Tuesday, February 4, 2014

Helpful information about running for Committeeperson

When NOW/ CLUW decided to hold workshops to run for Committeeperson, our goal was to get people to run in those divisions where there was no engaged committeeperson. Some divisions have committeepeople going door-to-door, making sure the voters in their divisions know that an election is coming up and have the information they needed to cast an informed vote. But unfortunately many divisions in neighborhoods around the city do not have committeepeople who provide this essential service.

As City Commissioner Stephanie Singer noted in her presentation at our Jan. 18 workshop on running for committeeperson, if there is an incumbent who is doing a good job—someone who regularly visits the households in the division to inform neighbors about upcoming elections—then you might not want to run against this incumbent. You might want to meet with him/her to join forces.
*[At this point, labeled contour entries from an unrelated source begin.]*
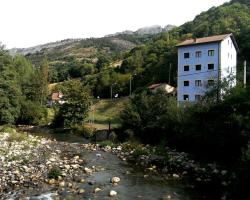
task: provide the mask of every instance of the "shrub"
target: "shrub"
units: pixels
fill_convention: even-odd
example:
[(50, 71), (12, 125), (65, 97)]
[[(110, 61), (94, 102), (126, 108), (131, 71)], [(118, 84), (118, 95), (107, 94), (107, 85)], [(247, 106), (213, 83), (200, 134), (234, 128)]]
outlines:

Some wards make room for people who want to help with the work of the ward by appointing associate committeepersons; if there are already two committed incumbents, you might want to try to become an associate committeeperson rather than run against the incumbents.

Several people have asked me how to find out if there is an incumbent in their divisions, so I have put together some resources which will help potential candidates to find out.

First you need to know your ward and division. It is listed on your voter registration card. If you cannot find your card, go here and type in your address. This will give you your ward and division as well as the location of your polling place.

You can find out if someone was elected during the 2010 primary by checking the list of committeepersons (organized by ward and division) posted here This list includes all committeepeople who were elected for each Party in 2010-- the last time there were elections for committeepersons. Each division is allotted two committeepersons for the Democratic Party and two for the Republican Party.

Sometimes people are elected and then drop out. Sometimes a ward leader appoints a replacement and sometimes not. There is no database which indicates whether or not there is someone currently serving. You can sometimes get this information from your neighbors or from the ward leader --who may or may not be open to new people running for committeeperson. See a list of Democratic ward leaders here and a list of Republican ward leaders

To find out how much support an incumbent had in your division, go here to learn the vote totals for committeepeople elected in 2010. Select “results tables.” Under “select an election,” select 2010 primary. Then select your ward and division. Scroll down to the bottom for committeeperson results. This will allow you to get a sense of how much support a committeeperson elected in 2010 had in the division.

The vote totals also indicate how many people generally vote in your division. In many divisions the turn-out is depressingly low. These are the divisions most in need of an engaged, committed committeeperson. But even in the “high turnout" divisions, turnout is often lower than 50% in non-presidential elections and sometimes under 25% in off-year municipal election.

Committeepeople are in an excellent position to significantly increase voter turn-out.